“Do they still play the blues in Chicago / When baseball season rolls around? / When the snow melts away / Do the Cubbies still play / In their ivy-covered burial ground? / When I was a boy they were my pride and joy / But now they only bring fatigue / To the home of the brave / The land of the free / And the doormat of the National League.”
—“A Dying Cub Fan’s Last Request,” Steve Goodman
I have a lot to look forward to next week. Obviously, it is spring break, so myself and three of the most beautiful Cardinal ladies the world has ever seen will be piling into my Honda CRV and road tripping through the South. Additionally, I get to spend Easter Sunday with my family and a minimum of seven chocolate bunnies—no complaints there. Still, neither of these events are what have me beaming from ear to ear. What does have me beaming is Thursday, April 5: the date of the Chicago Cubs’ home opener. (Please save all heckling and tomato throwing until the end of this column. Thank you).
Yes, I am one of the cursed, destined to root for a team that—and it pains me to say this—probably will not win next year. Regardless, I love my Cubbies more than words can say, but this is a column, after all, so I will give it whirl.

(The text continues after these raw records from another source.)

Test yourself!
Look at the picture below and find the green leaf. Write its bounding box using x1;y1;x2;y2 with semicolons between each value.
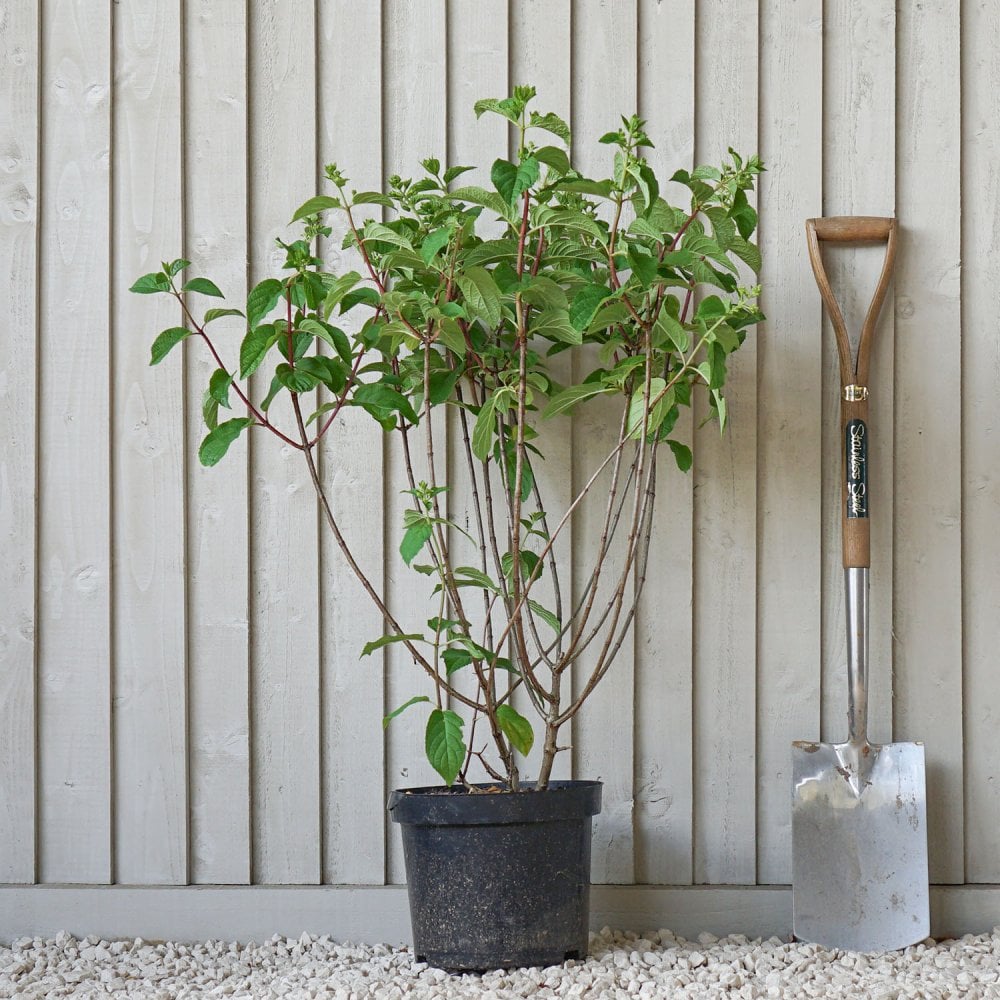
292;194;341;222
351;191;393;208
542;382;612;420
497;704;535;757
198;417;253;466
528;111;571;146
447;187;515;222
427;367;462;406
559;177;614;198
472;97;521;125
208;368;233;410
149;326;194;365
712;389;726;434
298;316;352;362
323;271;361;317
520;275;567;310
667;438;694;472
490;159;517;205
511;156;538;201
354;382;419;424
441;649;472;677
240;323;279;378
204;309;243;326
424;708;466;785
729;229;761;272
382;694;430;729
729;191;757;241
500;549;544;580
399;521;434;566
364;222;413;250
201;389;219;430
587;299;631;333
247;278;281;330
538;208;605;245
129;271;170;295
296;354;347;394
181;278;225;299
260;375;284;414
361;632;424;656
653;318;691;354
569;285;611;332
420;226;451;266
442;166;476;184
340;286;381;316
472;396;497;462
530;309;583;344
464;239;517;267
457;267;501;327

As a native Illinoisan, I have received my fair share of flack since arriving on the UW-Madison campus. I try to let people’s FIB slurs roll off my back, chalking them up to either stupidity or jealousy. That being said, the gun I stick to—and loudly—is my loyalty to the Cubs.
Really, I never stood a chance at a more championship-ring filled life. You see that chubby nugget in the photo up there? Well, a man by the name of John, her father, had her sitting in the green seats of Wrigley Field before she could read. While most little girls were going gaga for Taylor Hanson, she had her eyes on Sammy Sosa (Yes, I know, and no, I do not want to talk about it). One of her earliest memories is sitting along the first base line watching a foul ball graze just over the fingers of her desperately reaching uncle. Poor kid.
Seventeen years later, I have mastered my ABCs, but I am that same naïve, unabashedly loyal Cubs fan. My pride is on especially noticeable display in Wisconsin. While some may clam up amongst the competition, I get louder. Drunk or sober, it is not uncommon for me to give high fives to passersby in Cubs gear. I do not care if you are a stranger. I do not care if you are Edward Scissorhands. Wearing Cubbie blue earns anyone a high five.
I have also found myself in my fair share of arguments about the merits of Cubs fandom. I could go on and on about how we are a special breed, a group of people who value camaraderie, loyalty and the love of the game more than they do the postseason. I find that argument gets me nowhere in this state, mostly because no people other than Cubs fans can understand, and that is fine.
Here is the thing: No one rails on Cubs fans harder than Cubs fans rail on themselves. The whole of Brewers Nation and those of other lesser fandoms can heckle me until they are blue in the face, but do you honestly think I do not see how masochistic it is to root for the perpetual losers? Yes, there is little logic to my team spirit, but since when have Americans valued logic? Congressmen are fighting against fully-covered birth control because they believe it will cause a surge in sluttiness, and the majority of Americans subscribe to a religion based on an impregnated virgin. To each their own, but if we are going to leave logic out of our politics and religion, we may as well leave it out of our favorite pastime, too.
Don’t get me wrong: I want the Cubs to win the World Series more than anything, and few things upset me more than the fact that Ron Santo never got to see it happen. Still, come April 5, my crusade as a tireless Cubs fan will continue on. History tells me this season will be trying, but hey, they do not sell beer at the ballpark for nothing. Go Cubs go!